A(Ambiguous) is expected that it is context-sensitive,
but its width is always 1 irrelevant to context.

According to http://www.unicode.org/reports/tr11/#Recommendations

> When mapping Unicode to East Asian legacy character encodings
> 
>     * Wide Unicode characters always map to fullwidth characters.
>     * Narrow (and neutral) Unicode characters always map to halfwidth characters.
>     * Halfwidth Unicode characters always map to halfwidth characters.
>     * Ambiguous Unicode characters always map to fullwidth characters.

I think EastAsianAmbiguous character width should be 2 in CJK UTF-8 locale.

-- 
           Summary: EastAsianAmbiguous character width is always 1 in UTF-8
                    locale
           Product: glibc
           Version: unspecified
            Status: NEW
          Severity: normal
          Priority: P2
         Component: libc
        AssignedTo: drepper at redhat dot com
        ReportedBy: d+bugzilla at vdr dot jp
                CC: glibc-bugs at sources dot redhat dot com


http://sourceware.org/bugzilla/show_bug.cgi?id=4335

------- You are receiving this mail because: -------
You are on the CC list for the bug, or are watching someone who is.

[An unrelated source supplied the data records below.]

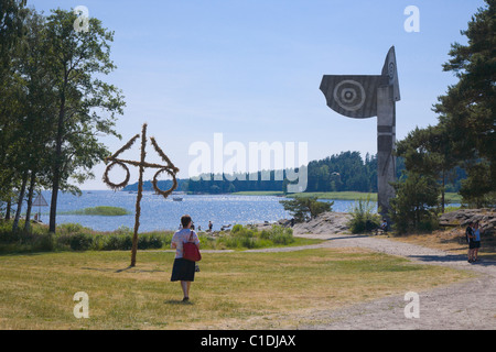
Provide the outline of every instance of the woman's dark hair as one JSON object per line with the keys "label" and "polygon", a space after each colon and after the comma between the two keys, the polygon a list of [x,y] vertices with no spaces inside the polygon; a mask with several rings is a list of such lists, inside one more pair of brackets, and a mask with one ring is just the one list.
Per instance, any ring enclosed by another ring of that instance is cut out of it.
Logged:
{"label": "woman's dark hair", "polygon": [[181,224],[183,226],[183,228],[186,228],[191,222],[191,217],[190,216],[183,216],[181,217]]}

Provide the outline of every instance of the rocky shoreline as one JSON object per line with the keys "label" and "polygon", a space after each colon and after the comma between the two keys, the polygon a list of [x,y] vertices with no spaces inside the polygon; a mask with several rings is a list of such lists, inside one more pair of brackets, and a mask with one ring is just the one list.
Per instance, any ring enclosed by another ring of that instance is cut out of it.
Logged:
{"label": "rocky shoreline", "polygon": [[[324,212],[315,219],[302,223],[295,223],[293,228],[294,235],[304,234],[338,234],[349,233],[348,222],[352,215],[348,212]],[[439,217],[439,223],[442,228],[465,228],[471,222],[478,221],[481,229],[486,234],[496,234],[496,210],[494,209],[460,209],[446,212]],[[281,219],[277,222],[265,222],[252,224],[259,231],[270,229],[273,224],[291,227],[291,220]],[[229,229],[226,229],[229,231]]]}
{"label": "rocky shoreline", "polygon": [[439,218],[439,224],[448,228],[465,228],[471,222],[478,222],[486,234],[496,233],[495,209],[460,209],[443,213]]}

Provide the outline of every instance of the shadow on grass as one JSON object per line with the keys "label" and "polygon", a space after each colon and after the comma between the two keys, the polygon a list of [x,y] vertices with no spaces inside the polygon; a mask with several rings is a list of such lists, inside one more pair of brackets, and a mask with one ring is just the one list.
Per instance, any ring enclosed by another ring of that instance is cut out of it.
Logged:
{"label": "shadow on grass", "polygon": [[193,306],[194,302],[192,302],[191,300],[182,300],[182,299],[166,299],[163,301],[165,305],[173,305],[173,306]]}
{"label": "shadow on grass", "polygon": [[96,271],[96,272],[107,272],[107,273],[123,273],[123,272],[129,272],[129,273],[165,273],[165,271],[159,271],[159,270],[151,270],[151,271],[147,271],[147,270],[140,270],[137,268],[136,266],[128,266],[125,268],[119,268],[119,270],[115,270],[115,268],[101,268],[101,267],[82,267],[82,270],[84,271]]}

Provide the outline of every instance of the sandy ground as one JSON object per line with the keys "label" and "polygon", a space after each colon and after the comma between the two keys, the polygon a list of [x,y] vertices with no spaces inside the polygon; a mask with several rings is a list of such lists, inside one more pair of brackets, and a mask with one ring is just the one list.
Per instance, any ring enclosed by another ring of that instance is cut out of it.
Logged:
{"label": "sandy ground", "polygon": [[[412,262],[446,265],[473,271],[476,278],[419,294],[419,318],[406,318],[405,308],[410,301],[405,296],[388,297],[358,304],[338,310],[309,312],[308,321],[319,324],[299,326],[299,329],[325,330],[494,330],[496,329],[496,262],[476,264],[466,262],[464,255],[453,255],[420,245],[349,234],[298,234],[326,240],[311,248],[366,248]],[[295,248],[284,249],[288,251]],[[263,251],[263,250],[261,250]],[[267,250],[266,250],[267,251]],[[279,250],[280,251],[280,250]],[[306,319],[305,319],[306,320]],[[324,321],[324,322],[322,322]]]}

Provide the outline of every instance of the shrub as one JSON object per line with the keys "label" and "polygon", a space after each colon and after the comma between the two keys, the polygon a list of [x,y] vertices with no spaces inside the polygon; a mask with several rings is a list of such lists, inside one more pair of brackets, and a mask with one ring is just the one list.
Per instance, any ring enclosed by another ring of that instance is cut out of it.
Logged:
{"label": "shrub", "polygon": [[380,216],[375,213],[370,197],[359,199],[351,209],[352,219],[348,222],[352,233],[371,232],[380,226]]}
{"label": "shrub", "polygon": [[291,200],[279,201],[285,211],[289,211],[296,222],[316,218],[320,213],[333,211],[334,201],[319,201],[317,197],[296,197]]}
{"label": "shrub", "polygon": [[87,251],[91,248],[93,238],[86,233],[76,233],[71,237],[69,245],[73,251]]}

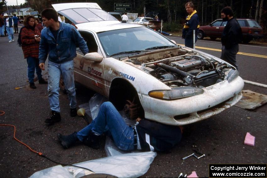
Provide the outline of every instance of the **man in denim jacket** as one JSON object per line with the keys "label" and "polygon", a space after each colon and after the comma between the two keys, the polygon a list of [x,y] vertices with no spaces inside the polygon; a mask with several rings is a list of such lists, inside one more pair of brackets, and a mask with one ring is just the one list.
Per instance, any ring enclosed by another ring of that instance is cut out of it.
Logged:
{"label": "man in denim jacket", "polygon": [[52,112],[45,122],[51,124],[61,120],[58,93],[61,74],[70,101],[70,115],[72,117],[77,115],[73,59],[77,56],[76,46],[84,55],[89,52],[89,50],[74,26],[58,21],[57,12],[54,9],[44,9],[41,16],[46,28],[41,34],[39,66],[42,70],[45,70],[45,62],[48,54],[48,90]]}

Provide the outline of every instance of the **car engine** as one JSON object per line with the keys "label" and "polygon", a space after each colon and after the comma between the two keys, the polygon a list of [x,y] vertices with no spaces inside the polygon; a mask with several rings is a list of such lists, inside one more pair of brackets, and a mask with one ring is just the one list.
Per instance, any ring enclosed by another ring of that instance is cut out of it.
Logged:
{"label": "car engine", "polygon": [[207,87],[223,81],[232,68],[192,51],[181,52],[171,52],[160,59],[150,55],[146,58],[133,58],[128,61],[141,65],[143,70],[171,87]]}

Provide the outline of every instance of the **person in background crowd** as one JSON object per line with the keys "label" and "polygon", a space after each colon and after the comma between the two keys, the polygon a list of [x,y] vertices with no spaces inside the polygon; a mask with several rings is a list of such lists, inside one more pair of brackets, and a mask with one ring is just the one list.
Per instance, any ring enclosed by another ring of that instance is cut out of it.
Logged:
{"label": "person in background crowd", "polygon": [[37,27],[37,28],[41,32],[42,30],[43,30],[43,26],[41,24],[39,23],[39,19],[38,18],[36,17],[35,18],[35,26]]}
{"label": "person in background crowd", "polygon": [[19,33],[19,28],[18,27],[18,22],[19,22],[19,18],[16,16],[17,15],[14,14],[14,16],[12,18],[13,21],[14,22],[14,30],[15,31],[14,33]]}
{"label": "person in background crowd", "polygon": [[[195,42],[198,39],[197,34],[199,28],[199,20],[197,14],[197,11],[194,10],[194,4],[192,2],[185,4],[186,12],[188,16],[186,17],[186,22],[183,29],[182,38],[184,39],[185,46],[189,48],[194,47],[193,40]],[[193,39],[193,31],[195,30],[195,39]]]}
{"label": "person in background crowd", "polygon": [[73,59],[77,55],[76,46],[84,55],[89,53],[89,50],[74,26],[58,21],[55,9],[46,9],[41,14],[43,22],[46,28],[43,29],[41,33],[39,66],[42,70],[45,70],[45,62],[48,54],[47,89],[51,113],[45,122],[51,125],[61,120],[58,93],[61,75],[70,101],[70,116],[75,117],[77,115]]}
{"label": "person in background crowd", "polygon": [[155,18],[154,18],[154,20],[155,20],[156,21],[160,21],[160,19],[159,19],[159,17],[158,17],[157,15],[156,15],[155,16]]}
{"label": "person in background crowd", "polygon": [[47,82],[43,78],[42,71],[39,67],[38,58],[41,34],[35,26],[35,18],[34,16],[26,16],[23,21],[23,24],[24,26],[20,29],[19,35],[18,43],[22,47],[24,58],[27,59],[30,87],[32,89],[36,89],[36,87],[33,80],[35,71],[36,71],[39,83],[47,84]]}
{"label": "person in background crowd", "polygon": [[9,17],[7,14],[5,13],[4,16],[6,18],[5,21],[5,26],[7,30],[7,33],[8,37],[9,40],[8,43],[14,41],[14,32],[13,31],[13,25],[14,23],[12,18]]}
{"label": "person in background crowd", "polygon": [[101,136],[106,133],[112,137],[120,149],[142,149],[146,151],[166,151],[181,140],[181,127],[136,117],[135,126],[129,127],[111,103],[105,102],[100,106],[96,118],[89,125],[78,132],[68,135],[59,133],[57,138],[65,148],[79,141],[97,149],[99,148]]}
{"label": "person in background crowd", "polygon": [[0,14],[0,35],[4,36],[5,22],[2,14]]}
{"label": "person in background crowd", "polygon": [[237,54],[239,50],[238,43],[242,41],[241,27],[236,19],[233,18],[233,13],[229,7],[223,8],[221,11],[222,20],[227,24],[221,34],[221,58],[229,62],[238,70],[237,64]]}
{"label": "person in background crowd", "polygon": [[124,15],[123,15],[122,16],[122,17],[123,18],[123,20],[122,21],[122,23],[127,23],[127,21],[128,21],[128,16],[127,16],[127,13],[125,13]]}

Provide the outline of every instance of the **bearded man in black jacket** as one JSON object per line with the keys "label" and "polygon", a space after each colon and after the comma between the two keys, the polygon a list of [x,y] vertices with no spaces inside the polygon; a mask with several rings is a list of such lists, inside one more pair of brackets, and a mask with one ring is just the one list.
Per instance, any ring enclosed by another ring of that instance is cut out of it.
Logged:
{"label": "bearded man in black jacket", "polygon": [[222,20],[227,21],[221,35],[221,58],[230,63],[237,70],[237,54],[239,50],[238,43],[242,40],[241,27],[235,19],[231,8],[225,7],[221,11]]}

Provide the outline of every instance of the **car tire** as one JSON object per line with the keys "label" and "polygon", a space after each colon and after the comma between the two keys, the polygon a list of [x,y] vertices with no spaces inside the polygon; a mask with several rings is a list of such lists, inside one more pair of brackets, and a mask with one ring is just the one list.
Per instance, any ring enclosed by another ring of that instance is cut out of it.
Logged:
{"label": "car tire", "polygon": [[249,40],[243,40],[242,41],[243,43],[246,44],[247,44],[250,41]]}
{"label": "car tire", "polygon": [[213,40],[213,41],[215,40],[217,38],[217,37],[214,37],[214,36],[210,36],[210,40]]}
{"label": "car tire", "polygon": [[202,31],[199,31],[198,32],[198,39],[202,40],[204,38],[204,33]]}
{"label": "car tire", "polygon": [[139,116],[144,117],[144,111],[141,104],[135,89],[128,82],[123,79],[115,79],[112,82],[109,91],[109,100],[118,111],[124,109],[127,100],[135,101],[135,104],[140,106]]}

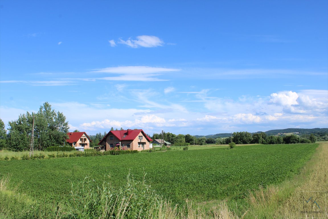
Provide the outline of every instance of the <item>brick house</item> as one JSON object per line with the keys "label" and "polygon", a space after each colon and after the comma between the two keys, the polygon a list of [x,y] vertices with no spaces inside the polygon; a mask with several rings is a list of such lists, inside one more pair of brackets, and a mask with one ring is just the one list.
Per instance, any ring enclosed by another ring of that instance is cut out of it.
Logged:
{"label": "brick house", "polygon": [[128,129],[110,131],[98,144],[105,150],[117,147],[125,150],[148,150],[153,141],[142,129]]}
{"label": "brick house", "polygon": [[83,147],[84,149],[90,148],[90,142],[92,141],[85,132],[69,132],[67,135],[68,139],[66,140],[66,143],[72,147]]}

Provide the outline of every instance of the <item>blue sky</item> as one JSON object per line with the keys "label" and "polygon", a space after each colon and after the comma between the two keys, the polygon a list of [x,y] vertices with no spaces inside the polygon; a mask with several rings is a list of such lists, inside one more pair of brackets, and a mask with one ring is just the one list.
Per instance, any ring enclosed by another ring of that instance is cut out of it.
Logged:
{"label": "blue sky", "polygon": [[46,101],[89,135],[327,128],[327,1],[1,0],[0,118]]}

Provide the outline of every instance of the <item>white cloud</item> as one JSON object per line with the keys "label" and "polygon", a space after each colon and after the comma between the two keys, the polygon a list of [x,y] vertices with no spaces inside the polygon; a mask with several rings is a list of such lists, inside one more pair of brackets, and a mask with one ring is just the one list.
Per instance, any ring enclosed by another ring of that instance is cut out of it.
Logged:
{"label": "white cloud", "polygon": [[180,69],[174,68],[147,66],[127,66],[98,69],[94,69],[92,72],[121,75],[98,78],[107,80],[160,81],[167,80],[157,77],[163,73],[178,72],[180,71]]}
{"label": "white cloud", "polygon": [[239,113],[233,116],[233,119],[235,122],[246,123],[258,123],[261,119],[259,117],[254,116],[250,113]]}
{"label": "white cloud", "polygon": [[127,40],[121,39],[119,40],[118,43],[124,44],[132,48],[142,47],[156,47],[161,46],[164,43],[159,38],[155,36],[142,35],[136,37],[137,39],[129,38]]}
{"label": "white cloud", "polygon": [[92,72],[113,73],[126,74],[150,74],[169,72],[178,72],[180,69],[148,66],[126,66],[110,67],[94,69]]}
{"label": "white cloud", "polygon": [[27,84],[33,86],[64,86],[76,84],[75,82],[71,81],[49,80],[49,81],[28,81],[9,80],[1,81],[0,83]]}
{"label": "white cloud", "polygon": [[175,89],[173,87],[169,87],[164,89],[164,93],[165,94],[168,94],[171,92],[173,92],[175,90]]}
{"label": "white cloud", "polygon": [[296,92],[282,91],[270,95],[270,102],[281,106],[291,106],[297,104],[298,95]]}
{"label": "white cloud", "polygon": [[114,41],[113,40],[108,40],[108,42],[111,45],[111,46],[112,47],[115,47],[116,46],[116,43],[115,43],[115,41]]}

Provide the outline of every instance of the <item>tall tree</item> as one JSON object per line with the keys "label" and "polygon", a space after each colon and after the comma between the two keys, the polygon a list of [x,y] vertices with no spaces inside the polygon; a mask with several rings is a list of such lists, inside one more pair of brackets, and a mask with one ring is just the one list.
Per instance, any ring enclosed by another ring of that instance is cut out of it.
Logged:
{"label": "tall tree", "polygon": [[27,112],[21,115],[17,120],[9,123],[8,134],[10,147],[15,150],[29,149],[32,124],[34,118],[35,146],[43,150],[50,146],[63,145],[68,132],[68,122],[62,113],[51,108],[48,102],[40,107],[37,113]]}
{"label": "tall tree", "polygon": [[7,138],[7,131],[5,127],[5,123],[0,119],[0,150],[6,147],[6,140]]}

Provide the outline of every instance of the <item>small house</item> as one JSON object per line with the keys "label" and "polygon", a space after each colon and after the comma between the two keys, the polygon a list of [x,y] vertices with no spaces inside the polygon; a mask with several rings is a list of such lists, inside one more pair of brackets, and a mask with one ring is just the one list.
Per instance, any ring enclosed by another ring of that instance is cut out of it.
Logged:
{"label": "small house", "polygon": [[153,145],[154,144],[157,145],[154,145],[154,146],[155,147],[156,147],[156,146],[158,146],[160,145],[168,146],[169,147],[171,147],[172,145],[172,144],[168,142],[167,142],[165,140],[163,140],[163,143],[162,143],[161,139],[154,139],[153,142]]}
{"label": "small house", "polygon": [[115,147],[125,150],[149,150],[153,141],[142,129],[127,129],[110,131],[99,142],[105,150]]}
{"label": "small house", "polygon": [[68,138],[66,140],[66,143],[76,150],[83,151],[90,148],[90,142],[92,141],[85,132],[69,132],[67,135]]}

^ permalink raw reply	[flat|nested] 6+ messages in thread

* [Bug libc/4335] EastAsianAmbiguous character width is always 1 in UTF-8 locale
  2007-04-08 12:18 [Bug libc/4335] New: EastAsianAmbiguous character width is always 1 in UTF-8 locale d+bugzilla at vdr dot jp
@ 2007-06-02 23:43 ` bruno at clisp dot org
  2007-06-10 13:05 ` d+bugzilla at vdr dot jp
                   ` (3 subsequent siblings)
  4 siblings, 0 replies; 6+ messages in thread
From: bruno at clisp dot org @ 2007-06-02 23:43 UTC (permalink / raw)
  To: glibc-bugs

------- Additional Comments From bruno at clisp dot org  2007-06-02 23:43 -------
The "character width" is mostly useful when dealing with cell-based
terminal emulators.

IMO it makes no sense to make such a change in glibc (i.e. to create an
alternative charmap UTF-8-CJK and to build locales like ja_JP.UTF-8 against
it) in isolation. What needs to be considered is the majority of the terminal
emulators; see for example the list at
  http://packages.debian.org/stable/virtual/x-terminal-emulator
If you change the most important among these terminal emulators to choose
their font configuration according to the locale, in such a way that in CJK
locales the Ambiguous Width characters have width 2, and in other locales they
have width 1, _then_ IMO the change makes also sense in glibc.

-- 

http://sourceware.org/bugzilla/show_bug.cgi?id=4335

------- You are receiving this mail because: -------
You are on the CC list for the bug, or are watching someone who is.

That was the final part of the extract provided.